何とあのプライドの塊のような石破氏が、「過去のお詫び」から入ったのである。NHKの生中継を見ていた人は、「何のこっちゃ?」と思われたかもしれない。

自民党議員の根強い「石破アレルギー」

だが実際に、自民党議員たちの「石破アレルギー」は相当なものがある。私も少なからぬ議員たちから、様々なエピソードを聞いたものだ。今回の自民党総裁選の間も、永田町界隈では、「石破茂の裏切りの歴史」なる文書が拡散されていたほどだ。

コロナ禍の前のことになるが、ある自民党本部の幹部職員が定年退職し、数名の記者で退職祝いをやった。その中で、「自民党職員たちから見て、総理総裁になってほしい政治家は誰ですか?」と、記者の一人が質問した。すると元幹部職員は、赤ら顔を和ませ、たちまち10人近くの名前を挙げて、「わが党は人材の宝庫だ」と胸を張った。

そこで私が、「では逆に、自民党職員から見て、総理総裁になってほしくない政治家は?」と水を向けた。すると即座に、こう答えたのだ。

「石破茂! あの男だけは、党職員の誰もが嫌っている」

その後は、酔いも回ってか、呆れるようなエピソードを次々に披歴した。重ねて言うが、酒席の話で裏を取ったわけではないので、事実かどうかは不明だ。

渡した名刺を投げ、せせら笑う石破氏

だが、実は私にも、苦い経験が一つある。

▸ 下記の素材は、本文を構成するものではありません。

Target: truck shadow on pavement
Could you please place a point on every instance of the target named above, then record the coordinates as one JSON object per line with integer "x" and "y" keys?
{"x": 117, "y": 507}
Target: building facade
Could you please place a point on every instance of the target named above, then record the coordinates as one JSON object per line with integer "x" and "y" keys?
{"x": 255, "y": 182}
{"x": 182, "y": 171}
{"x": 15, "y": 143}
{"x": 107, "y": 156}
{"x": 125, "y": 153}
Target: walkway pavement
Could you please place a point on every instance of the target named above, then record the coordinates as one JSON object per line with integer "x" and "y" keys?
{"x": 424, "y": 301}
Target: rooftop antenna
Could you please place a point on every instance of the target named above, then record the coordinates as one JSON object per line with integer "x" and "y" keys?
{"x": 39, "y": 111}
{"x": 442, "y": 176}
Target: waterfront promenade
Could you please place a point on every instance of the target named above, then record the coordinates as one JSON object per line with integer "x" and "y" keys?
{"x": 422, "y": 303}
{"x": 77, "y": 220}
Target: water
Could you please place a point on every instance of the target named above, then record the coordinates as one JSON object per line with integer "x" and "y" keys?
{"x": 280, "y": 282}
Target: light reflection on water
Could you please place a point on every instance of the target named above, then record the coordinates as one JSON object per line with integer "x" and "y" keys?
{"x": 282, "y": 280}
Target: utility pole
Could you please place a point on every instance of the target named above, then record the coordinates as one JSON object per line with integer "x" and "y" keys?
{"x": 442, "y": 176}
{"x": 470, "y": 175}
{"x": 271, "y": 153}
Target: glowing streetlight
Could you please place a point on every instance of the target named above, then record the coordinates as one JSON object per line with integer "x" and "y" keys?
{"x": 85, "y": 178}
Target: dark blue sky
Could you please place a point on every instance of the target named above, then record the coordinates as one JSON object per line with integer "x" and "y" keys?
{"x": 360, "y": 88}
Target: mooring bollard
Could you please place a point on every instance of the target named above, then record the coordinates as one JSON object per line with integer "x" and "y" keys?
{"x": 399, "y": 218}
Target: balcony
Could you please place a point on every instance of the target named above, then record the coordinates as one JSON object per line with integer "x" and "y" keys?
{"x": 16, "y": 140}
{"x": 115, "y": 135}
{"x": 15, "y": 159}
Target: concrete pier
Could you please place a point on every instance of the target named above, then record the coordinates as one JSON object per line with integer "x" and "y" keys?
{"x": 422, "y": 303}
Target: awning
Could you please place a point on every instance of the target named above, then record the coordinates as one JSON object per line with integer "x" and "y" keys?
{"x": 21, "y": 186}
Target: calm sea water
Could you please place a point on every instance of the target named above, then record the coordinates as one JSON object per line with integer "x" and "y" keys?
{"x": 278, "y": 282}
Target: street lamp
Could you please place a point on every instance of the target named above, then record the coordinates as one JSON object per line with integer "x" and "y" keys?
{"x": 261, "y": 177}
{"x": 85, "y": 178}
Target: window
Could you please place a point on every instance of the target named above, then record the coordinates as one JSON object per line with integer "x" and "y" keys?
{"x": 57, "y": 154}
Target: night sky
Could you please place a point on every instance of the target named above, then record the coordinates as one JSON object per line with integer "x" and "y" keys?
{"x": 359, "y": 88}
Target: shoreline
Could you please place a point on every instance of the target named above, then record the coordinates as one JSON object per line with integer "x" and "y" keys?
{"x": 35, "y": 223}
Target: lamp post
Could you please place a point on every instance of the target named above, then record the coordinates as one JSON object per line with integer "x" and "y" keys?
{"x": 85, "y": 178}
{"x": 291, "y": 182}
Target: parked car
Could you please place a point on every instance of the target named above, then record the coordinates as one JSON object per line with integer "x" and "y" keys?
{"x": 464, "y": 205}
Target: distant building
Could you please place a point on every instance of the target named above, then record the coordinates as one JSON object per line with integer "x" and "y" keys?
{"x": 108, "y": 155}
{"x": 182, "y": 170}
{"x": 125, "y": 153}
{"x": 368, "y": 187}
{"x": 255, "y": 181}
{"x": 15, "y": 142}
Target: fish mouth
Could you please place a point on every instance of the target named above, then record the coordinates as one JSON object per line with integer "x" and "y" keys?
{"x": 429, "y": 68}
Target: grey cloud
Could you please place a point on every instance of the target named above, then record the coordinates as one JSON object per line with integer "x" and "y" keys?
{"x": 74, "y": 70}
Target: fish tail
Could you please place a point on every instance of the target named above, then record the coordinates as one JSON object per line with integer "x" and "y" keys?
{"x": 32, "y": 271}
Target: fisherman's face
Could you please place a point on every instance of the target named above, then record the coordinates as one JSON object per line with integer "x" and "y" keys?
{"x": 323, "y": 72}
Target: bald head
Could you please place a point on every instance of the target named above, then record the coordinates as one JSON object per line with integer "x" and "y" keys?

2012年9月の自民党総裁選で、「安倍vs石破」の自民党史に残る対決となった時のことだ。当時所属していた『週刊現代』で、「2強の誌面対決」のページを作るべく、両者にインタビューを申し込んだ。すると、両候補とも「30分だけなら」と快諾してくれ、同日に時間差でのインタビューとなった。

まずはカメラマンと二人で、国会議員会館の石破事務所を訪ねた。少し早く着いて、応接間で待たされたが、書棚には重厚な本がぎっしり並んでいた。失敬して何冊か取り出してみたら、どの本にも要所に赤鉛筆で波線が引かれ、文字の上の隙間には、本人の所感が書かれていた。

さすが政界一の勉強家と、尊敬の念を深くして待っていると、まもなく本人が現れた。私とカメラマンは、立ち上がって名刺を差し出し、「本日はよろしくお願いします」と頭を下げた。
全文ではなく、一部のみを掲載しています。